What we have is the opposite of winning in the worst ways. It’s loss of identity combined with the strip mining of things once proudly known, only to feed the masses entertainment that makes them all believe they’re one of the “neglected” or “unpopular” side of society. I hate that I feel that way, but this feeling is deep inside me and it won’t let go.
A few weeks back I read a story about a convention that was attacked. There’s no other way to put it. If the same thing happened at a hotel where a political event were happening the entire place would have been crawling with very serious looking talking heads wondering if it was another example of domestic terrorism and likely trying to tie it to the middle east somehow. If it was your local high school football game it would probably have been handled better. Instead, what we got was a supposed news person that fails to maintain professional composure and what amounts to a “human interest” story mentioned only in passing. I’m not going to revisit all the details as it really is old news. You can read some really good takes on the story here and here. This is just the latest on a long list of things that concern me about the fan community. It might seem a little crazy or perhaps over-reactive.
At one of our recent meetings I was talking about that attack among other things and the starting point, the basis, of why I feel this way. I realized a huge segment of the population doesn’t understand because they weren’t there. I mentioned something about “The Satanic Panic” and got a questioning look. No idea what I was talking about. No idea why I was upset or what in the world I was blathering on about. It stopped me short.
That moment made me think about my reaction. Is it really just me? After a great deal of introspection I thought, maybe, but it will take me a long, long time before I’m willing to speak with abandon. I keep my passion close to me and let very few others in. Deep down inside I’m still worried about reactions the way I was when I was 12. How many people will turn and walk away because I’m associated with that “devil game”? Maybe they’ll hand me a pamphlet on how to save myself.
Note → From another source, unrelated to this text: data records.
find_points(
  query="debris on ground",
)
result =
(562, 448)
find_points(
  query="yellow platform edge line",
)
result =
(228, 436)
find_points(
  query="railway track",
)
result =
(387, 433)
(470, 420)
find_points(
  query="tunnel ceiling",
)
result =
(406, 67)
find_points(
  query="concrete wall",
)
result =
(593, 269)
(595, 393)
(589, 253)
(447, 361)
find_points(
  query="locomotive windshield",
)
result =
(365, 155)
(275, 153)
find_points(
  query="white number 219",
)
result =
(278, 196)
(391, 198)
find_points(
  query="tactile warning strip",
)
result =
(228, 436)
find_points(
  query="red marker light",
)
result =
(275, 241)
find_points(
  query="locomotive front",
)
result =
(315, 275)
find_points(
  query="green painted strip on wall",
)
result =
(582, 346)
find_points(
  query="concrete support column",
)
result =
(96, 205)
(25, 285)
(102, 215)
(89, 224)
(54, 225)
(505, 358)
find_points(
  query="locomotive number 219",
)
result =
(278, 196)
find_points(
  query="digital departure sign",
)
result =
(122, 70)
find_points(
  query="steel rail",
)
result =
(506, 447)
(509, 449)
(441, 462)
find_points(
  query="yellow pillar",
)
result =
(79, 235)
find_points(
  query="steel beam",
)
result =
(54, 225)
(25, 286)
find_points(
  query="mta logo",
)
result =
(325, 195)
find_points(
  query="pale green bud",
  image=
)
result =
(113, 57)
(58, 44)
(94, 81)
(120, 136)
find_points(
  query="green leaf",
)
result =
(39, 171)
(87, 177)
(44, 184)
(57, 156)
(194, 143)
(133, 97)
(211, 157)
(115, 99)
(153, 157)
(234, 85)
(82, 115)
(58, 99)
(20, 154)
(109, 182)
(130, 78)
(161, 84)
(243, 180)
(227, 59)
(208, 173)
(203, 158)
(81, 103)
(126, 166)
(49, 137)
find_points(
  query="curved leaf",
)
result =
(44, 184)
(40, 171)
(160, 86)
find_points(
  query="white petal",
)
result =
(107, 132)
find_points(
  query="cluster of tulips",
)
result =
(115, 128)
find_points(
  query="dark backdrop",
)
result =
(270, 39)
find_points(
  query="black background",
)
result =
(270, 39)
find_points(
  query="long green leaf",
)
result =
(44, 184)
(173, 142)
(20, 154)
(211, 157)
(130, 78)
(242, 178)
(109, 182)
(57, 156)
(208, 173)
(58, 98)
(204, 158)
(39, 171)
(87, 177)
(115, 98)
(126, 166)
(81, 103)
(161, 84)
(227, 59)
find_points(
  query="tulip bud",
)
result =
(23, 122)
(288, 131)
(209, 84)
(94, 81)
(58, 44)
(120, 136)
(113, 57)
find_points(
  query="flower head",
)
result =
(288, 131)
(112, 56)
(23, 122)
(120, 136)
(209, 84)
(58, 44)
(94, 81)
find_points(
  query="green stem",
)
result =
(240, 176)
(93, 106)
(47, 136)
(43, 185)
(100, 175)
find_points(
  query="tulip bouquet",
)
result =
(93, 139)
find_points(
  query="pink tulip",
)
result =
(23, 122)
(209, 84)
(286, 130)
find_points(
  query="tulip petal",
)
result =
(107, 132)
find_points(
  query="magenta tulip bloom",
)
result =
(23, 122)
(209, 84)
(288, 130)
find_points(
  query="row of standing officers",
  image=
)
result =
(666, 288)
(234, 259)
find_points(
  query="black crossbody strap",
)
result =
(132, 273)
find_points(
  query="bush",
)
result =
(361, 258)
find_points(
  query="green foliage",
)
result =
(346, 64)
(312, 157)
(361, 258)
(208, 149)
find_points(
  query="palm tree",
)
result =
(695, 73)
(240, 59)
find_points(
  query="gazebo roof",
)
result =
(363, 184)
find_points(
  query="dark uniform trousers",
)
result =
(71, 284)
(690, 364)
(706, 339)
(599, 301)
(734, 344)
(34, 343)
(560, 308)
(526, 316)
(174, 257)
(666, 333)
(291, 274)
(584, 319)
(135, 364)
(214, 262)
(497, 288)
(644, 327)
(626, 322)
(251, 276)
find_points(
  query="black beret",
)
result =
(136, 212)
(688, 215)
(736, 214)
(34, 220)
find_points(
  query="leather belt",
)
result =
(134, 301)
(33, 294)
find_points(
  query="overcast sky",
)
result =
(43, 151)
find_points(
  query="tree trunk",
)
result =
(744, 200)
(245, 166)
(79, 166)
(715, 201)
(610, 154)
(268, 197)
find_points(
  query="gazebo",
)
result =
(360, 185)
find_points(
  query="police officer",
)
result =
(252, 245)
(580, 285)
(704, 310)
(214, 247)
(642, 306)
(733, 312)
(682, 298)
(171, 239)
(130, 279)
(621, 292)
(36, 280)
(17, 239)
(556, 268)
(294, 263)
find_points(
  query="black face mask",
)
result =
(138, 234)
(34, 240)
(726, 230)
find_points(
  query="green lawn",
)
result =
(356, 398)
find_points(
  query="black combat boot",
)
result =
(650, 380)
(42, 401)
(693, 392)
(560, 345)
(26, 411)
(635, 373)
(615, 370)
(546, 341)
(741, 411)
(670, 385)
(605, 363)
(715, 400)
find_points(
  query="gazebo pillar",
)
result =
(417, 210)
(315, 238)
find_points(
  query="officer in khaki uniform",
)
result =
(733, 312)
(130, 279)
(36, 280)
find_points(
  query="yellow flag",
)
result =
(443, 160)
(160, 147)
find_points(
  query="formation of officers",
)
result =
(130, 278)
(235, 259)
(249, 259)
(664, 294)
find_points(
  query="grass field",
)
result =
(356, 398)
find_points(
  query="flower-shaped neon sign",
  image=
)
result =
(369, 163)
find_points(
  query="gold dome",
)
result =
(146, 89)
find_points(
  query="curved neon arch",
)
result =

How many people who might have still been my friends were denied that because their parents bought into the hysteria of the day? How many people won’t take me seriously because my art or my writing “look like that nerdy stuff”? How many times was “that dummies game where nobody wins” talked down or belittled even though it would become a life long attachment for me? Perhaps there will be a couple more books or movies that claim a position of “factual relevance” while disparaging music and games. Forgive me if I’m hesitant to put myself out there.
Clearly it’s not that I won’t talk about my hobbies. It’s not that I will deny loving science fiction or fantasy. I spend a great deal of time reading, writing, gaming and all other manner of fan based things. I help run conventions now. I write in fanzines.
But I know my audience when I’m doing those things. I’m still in the relatively sheltered alcove where others like me hang out. It’s mostly safe. I still don’t trust people outside of fields related directly to these pursuits. The news person from the convention attack is just the highest profile, most recent version of that.
I hope that I can use this small essay as a starting point. I want to avoid my knee jerk reaction. I’d like to be positive and sharing of the things I’m most passionate about. I want to avoid becoming the stereotypical anti-social curmudgeon warding off people with random expressions of anger. I’ve tried to look for the bright side. There are positive articles out there. Stories that talk about “lifestyle” or show the “benefits” of playing like I always have. There is so much good and fun it needs to be shared.
Have we won? No, we haven’t but our hobbies and passions have never really been about winning, have they?